Testimoni: Antara Kebutuhan dan Etika.
Published
Minggu, 27 Desember 2015
|
0
komentar
Sebenarnya saya sudah lama banget pengen nulis masalah ini. Namum berkali-kali tidak jadi untuk menuliskannya, sampai ketika hari ini ada seorang teman yang memberikan tautan laman sebuah Daring yang menjual sebuah produk untuk kepentingan jualan. Setelah saya lihat sekilas tautan tersebut, langsung pandangan mata saya tertuju ke sebuah Testimoni dari seorang pengusaha muda yang cukup sukses di dunia Internet marketing.
Tiba-tiba saja saya kok jadi "kurang sreg" dengan produk tersebut, bukan karena saya tidak tertarik (jujur say pengen beli krn menurut saya harganya terjangkau) tetapi karena kok mas yang bertestimoni itu lagi-itu lagi.. bukan apa-apa.. lah saya ini kan langganan beberapa blog atau situs..dan sering dpt email penawaran produk saat mau atau launching pertama kalinya dengan harga - yang katanya lebih murah saat itu dibanding kalau produk tsb sudah habis masa promonya.. -
Yang membuat saya bertanya-tanya adalah, apa bener sih mas tersebut memakai tool produk2 tadi untuk menjalankan bisnisnya - yang katanya dg tool tsb bisa meningkatkan omzet beberapa puluh bahkan ratus kali lipat..
Kalau memang memakai, pertanyaannya apakah tool tool yang dia beri Testimoni tsb dipakai disemua bisnisnya atau setiap bisniis tool-nya berneda..
Pertanyaan selanjutnya, meningkatkan omzetnya itu dari berapa ke berapa apa hanya semata2 menggunakan tool yang ditestimoni tanpa menggabungkan dg tool yang lain?
Dan masih banyak lagi pertanyaan selanjutnya...tetapi dari bbrp pertanyaan di atas saja - saya sudah agak ragu kalo dia memakai semua tool untuk semua produknya (yang sayangnya produknya gak pernah disebutkan).. atau seperti kata temen saya jika tool tersebut hanya dipakai seperti "test drive" saja, bukan untuk waktu yang lama (permanen).
Atau juga seperti kata temen saya yang lain, bisa jadi si mas tadi diberi versi uji cobanya dr setiap produk itu, setelah dia pakai beberapa saat dia diminta bertestimoni... namun menurut saya masih ada yang perlu ditanyakan, spt pertanyaan2 saya di atas.
Begitu menurut saya, tetapi entahlah menurut pendapat yang lain. Selanjutnya, mungkin saja ada yang bertanya: "Jadi kalo begitu gak usah testimoni-testimonia-an, kalo punya produk?"

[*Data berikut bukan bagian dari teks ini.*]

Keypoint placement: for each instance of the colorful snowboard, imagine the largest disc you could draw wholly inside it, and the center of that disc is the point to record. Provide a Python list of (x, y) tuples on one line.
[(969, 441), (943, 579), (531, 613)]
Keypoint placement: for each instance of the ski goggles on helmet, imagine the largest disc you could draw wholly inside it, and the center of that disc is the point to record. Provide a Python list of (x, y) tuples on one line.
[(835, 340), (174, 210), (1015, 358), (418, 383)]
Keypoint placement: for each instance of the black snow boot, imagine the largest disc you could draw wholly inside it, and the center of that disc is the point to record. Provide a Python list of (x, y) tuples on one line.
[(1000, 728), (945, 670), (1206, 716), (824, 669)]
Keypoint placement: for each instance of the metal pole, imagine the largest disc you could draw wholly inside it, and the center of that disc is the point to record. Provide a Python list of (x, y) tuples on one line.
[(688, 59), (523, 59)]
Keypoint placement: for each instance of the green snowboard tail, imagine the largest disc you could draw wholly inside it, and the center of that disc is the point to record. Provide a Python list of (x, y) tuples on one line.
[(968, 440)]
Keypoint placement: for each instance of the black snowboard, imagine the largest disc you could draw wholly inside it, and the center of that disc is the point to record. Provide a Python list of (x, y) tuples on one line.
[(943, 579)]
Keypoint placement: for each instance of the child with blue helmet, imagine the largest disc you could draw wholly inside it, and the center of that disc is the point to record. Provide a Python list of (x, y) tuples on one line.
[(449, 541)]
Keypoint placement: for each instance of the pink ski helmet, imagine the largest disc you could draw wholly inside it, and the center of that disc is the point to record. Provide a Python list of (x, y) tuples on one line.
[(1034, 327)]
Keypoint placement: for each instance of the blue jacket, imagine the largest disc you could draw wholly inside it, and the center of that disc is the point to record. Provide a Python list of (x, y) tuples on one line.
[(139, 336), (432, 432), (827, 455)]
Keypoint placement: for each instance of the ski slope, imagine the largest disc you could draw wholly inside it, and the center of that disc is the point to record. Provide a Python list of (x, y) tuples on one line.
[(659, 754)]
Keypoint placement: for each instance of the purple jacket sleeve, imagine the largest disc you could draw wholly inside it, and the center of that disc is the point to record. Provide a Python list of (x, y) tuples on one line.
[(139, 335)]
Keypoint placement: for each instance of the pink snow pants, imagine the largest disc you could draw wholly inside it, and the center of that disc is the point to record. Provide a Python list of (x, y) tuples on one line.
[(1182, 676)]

Menurut saya sih, Testimoni bisa jadi dibutuhkan jika memang benar-benar diberikan oleh sang pemberi Testimoni secara tulus, seperti yang dikatakan oleh Mas Arief Maulana yang kurang lebih, "Idealnya Testimoni itu bukan karena diminta, tetapi karena yang bersangkutan merasakan manfaatnya.." - karena Testimoni yang tulus insyaAllah membuat calon konsumen menjadi tertarik untuk menggunakan produk/jasa yang ditawarkan.
Akan tetapi Testimoni yang diberikan secara tidak tulus dan bahkan dibuat-buat dan disengaja untuk mendongkrak penjualan, saya yakin calon konsumen juga akan bisa merasakan.
Yang lebih parah lagi adalah jika Testimoni tersebut justru berupa "kebohongan atau kedustaan" yang mana sang pemberi Testimoni belum pernah mencoba atau benar-benar merasakan manfaatnya dari produk atau jasa tersebut, maka menurut saya ini sudah melanggar etika dalam muamalah jual beli..
Kondisi semacam ini - sebenarnya tak ubahnya seperti mereka yang sedang ikutan lomba menulis atau kontes di Facebook, kemudian membobardir friendlistnya - baik dia kenal atau tidak dg orang yang dia bom pesan-pesan - dengan permintaan "Like" atas tulisan yang dia buat.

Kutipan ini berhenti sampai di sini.